Not a threat. Nor a prediction. Just a humble opinion from a guy who can't even balance his own fucking checkbook.

Posted by Velociman at September 30, 2008 8:56 PM | TrackBack
Comments

And the choir sang, "AMEN, Amen, amen!" All together now!!.....

Posted by: DogsDontPurr at September 30, 2008 11:10 PM

I was not familiar with 'brush arbor revivals' until now. Sooo... thanks? Or hallelujah. Or something.

Posted by: Jaime at September 30, 2008 11:35 PM

Turn your TV off until November.

Posted by: Arcs at October 1, 2008 7:29 AM

Ah, the Mons...I fondly recall the Construction Worker outfit. Talk about a reach around/under/across...the stack of bills shrunk in record time, my friend.

Much like the ones we'll have snatched (heh heh) from our pocketbooks next year for the foolishness of speculators.

Posted by: LauraB at October 1, 2008 9:45 AM

In 1999 the cocksuckers repealed the Glass-Stegall Act, passed in 1933 to separate traditional banking from investment banking. Passed to protect the American public from the excesses of the Roaring 20s. A Republican Congress voted to rescind it and a Democratic president signed off on it.
Since then, the fucking Wall Streeters have been playing roulette with EVERYONE'S money. Only they got to take their exhorbitant cut before the wheel stopped spinning.
We are fucked. Those of us old enough to have parents who grew up during the Great Depression have heard the stories. It's coming. A dollar worth nothing, not backed by gold (thanks, President Nixon. "We are all Keynesians now.") Inflation that cannot be tamed by Ben Bernanke or David Copperfield. And the masses will begin TAKING what they think they deserve, rather than waiting for it to come on the first of the month.
Buy ammo. You'll need it to protect your food, if you're lucky enough to have any.

Posted by: Jack Straw at October 1, 2008 7:10 PM

Brush Arbors and Tent revivals. Mama would drag us to several a year. You were lucky if there were a two holer out at the edge of the field, and those metal chairs would numb your ass in record time.
The folks would "Come on Down" at the end in droves.
My ass was always too numb. May be my problem today.

Posted by: kdzu at October 1, 2008 7:19 PM

Snake-Handling? Gas station reacharounds? Dayum, yoah eyes been rolling back in yo' head like a Poan-Stah!

This piece would make a dandy op-ed piece in tomorrow's Wall Street Journal, exactly as-is.

We are well and truly fucked. We tried to fuck ourselves in the Eighties like we did in the late Twenties, but did a half-assed job of it. I suspect this time we will have succeeded beyond our most sweaty, perfervid imaginations.

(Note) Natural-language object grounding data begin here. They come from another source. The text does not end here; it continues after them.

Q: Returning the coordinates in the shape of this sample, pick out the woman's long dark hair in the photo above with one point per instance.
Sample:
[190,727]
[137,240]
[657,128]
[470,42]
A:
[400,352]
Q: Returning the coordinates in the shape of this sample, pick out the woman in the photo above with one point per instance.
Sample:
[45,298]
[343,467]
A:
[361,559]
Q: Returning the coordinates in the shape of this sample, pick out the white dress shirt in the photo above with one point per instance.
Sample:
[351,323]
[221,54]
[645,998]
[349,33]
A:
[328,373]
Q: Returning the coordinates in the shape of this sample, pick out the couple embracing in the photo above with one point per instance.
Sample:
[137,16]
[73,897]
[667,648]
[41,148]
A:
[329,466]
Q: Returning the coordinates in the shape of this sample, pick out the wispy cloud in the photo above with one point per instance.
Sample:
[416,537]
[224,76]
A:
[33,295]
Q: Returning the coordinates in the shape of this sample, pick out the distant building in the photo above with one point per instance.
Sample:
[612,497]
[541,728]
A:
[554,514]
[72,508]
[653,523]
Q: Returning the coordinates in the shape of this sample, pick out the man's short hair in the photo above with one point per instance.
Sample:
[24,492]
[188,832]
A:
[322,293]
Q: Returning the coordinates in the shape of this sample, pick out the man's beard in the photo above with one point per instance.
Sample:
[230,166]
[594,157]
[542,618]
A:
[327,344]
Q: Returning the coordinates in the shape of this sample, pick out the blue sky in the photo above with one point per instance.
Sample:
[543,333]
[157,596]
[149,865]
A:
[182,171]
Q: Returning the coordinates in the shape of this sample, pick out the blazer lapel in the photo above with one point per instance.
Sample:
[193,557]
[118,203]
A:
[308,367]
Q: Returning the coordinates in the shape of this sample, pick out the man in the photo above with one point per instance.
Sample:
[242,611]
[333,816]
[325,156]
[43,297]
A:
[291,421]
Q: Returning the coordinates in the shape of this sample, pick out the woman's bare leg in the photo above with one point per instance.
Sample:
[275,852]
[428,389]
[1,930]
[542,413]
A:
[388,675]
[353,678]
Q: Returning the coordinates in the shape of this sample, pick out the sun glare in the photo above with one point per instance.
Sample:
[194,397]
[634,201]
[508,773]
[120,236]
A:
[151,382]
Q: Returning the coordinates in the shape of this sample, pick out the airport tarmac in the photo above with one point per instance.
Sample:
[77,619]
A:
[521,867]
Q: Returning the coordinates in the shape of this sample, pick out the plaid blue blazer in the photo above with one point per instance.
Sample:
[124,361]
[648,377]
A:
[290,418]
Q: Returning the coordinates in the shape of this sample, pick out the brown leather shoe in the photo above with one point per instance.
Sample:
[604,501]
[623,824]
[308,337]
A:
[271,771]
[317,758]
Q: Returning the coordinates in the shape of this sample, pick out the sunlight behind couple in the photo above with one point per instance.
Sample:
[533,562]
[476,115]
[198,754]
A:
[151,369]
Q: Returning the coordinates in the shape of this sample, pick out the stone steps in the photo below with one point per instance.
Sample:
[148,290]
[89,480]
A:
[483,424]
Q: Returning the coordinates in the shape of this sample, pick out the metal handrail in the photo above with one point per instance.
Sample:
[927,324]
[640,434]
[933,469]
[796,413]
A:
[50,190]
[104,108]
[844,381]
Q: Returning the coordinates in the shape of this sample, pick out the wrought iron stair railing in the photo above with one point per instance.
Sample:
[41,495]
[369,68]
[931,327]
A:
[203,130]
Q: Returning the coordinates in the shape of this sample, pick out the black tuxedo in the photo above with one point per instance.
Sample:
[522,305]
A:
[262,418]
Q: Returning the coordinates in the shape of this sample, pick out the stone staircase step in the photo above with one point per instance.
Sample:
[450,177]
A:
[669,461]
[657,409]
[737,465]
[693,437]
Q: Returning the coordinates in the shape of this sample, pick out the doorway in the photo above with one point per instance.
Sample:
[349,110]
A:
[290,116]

Posted by: Elisson at October 1, 2008 10:23 PM

Oh, yes, Elisson! What I wouldn't pay to read that bit out of the Wall Street Journal. Which I would have to steal from my father-in-law, since we don't have a subscription and we're too cheap to pop for one ...

Posted by: PeggyU at October 2, 2008 12:35 AM

I seem to recall hearing that you could judge the relative fervor of the itinerant preacher at a tent revival by how well he could fire up the crowd and fill 'em with the spirit. Get 'em all hot & bothered and rolling in the aisles, as it were.

If you measured 3 acres of corn fucked flat outside the tent, you had a good 'un!

Posted by: El Capitan at October 2, 2008 4:40 PM

V-Man you are getting better every day.
Call Unk Don 10/27. Thinks it's number 61 with Aunt Jean....A.K.A. Baby Girl Frew.
For real.

Posted by: Don Jr. at October 2, 2008 7:19 PM

Heh,My daddy was a truck driver. One time I went with him and we went in to Ohio. We passed a tent revival and I remember my skin crawling as we passed by.
Good thing I don't step in to an actual church..

Posted by: Maeve at October 2, 2008 10:45 PM

I think we're in for a scarey ride no matter who steps into the Whitehouse come Jan 09.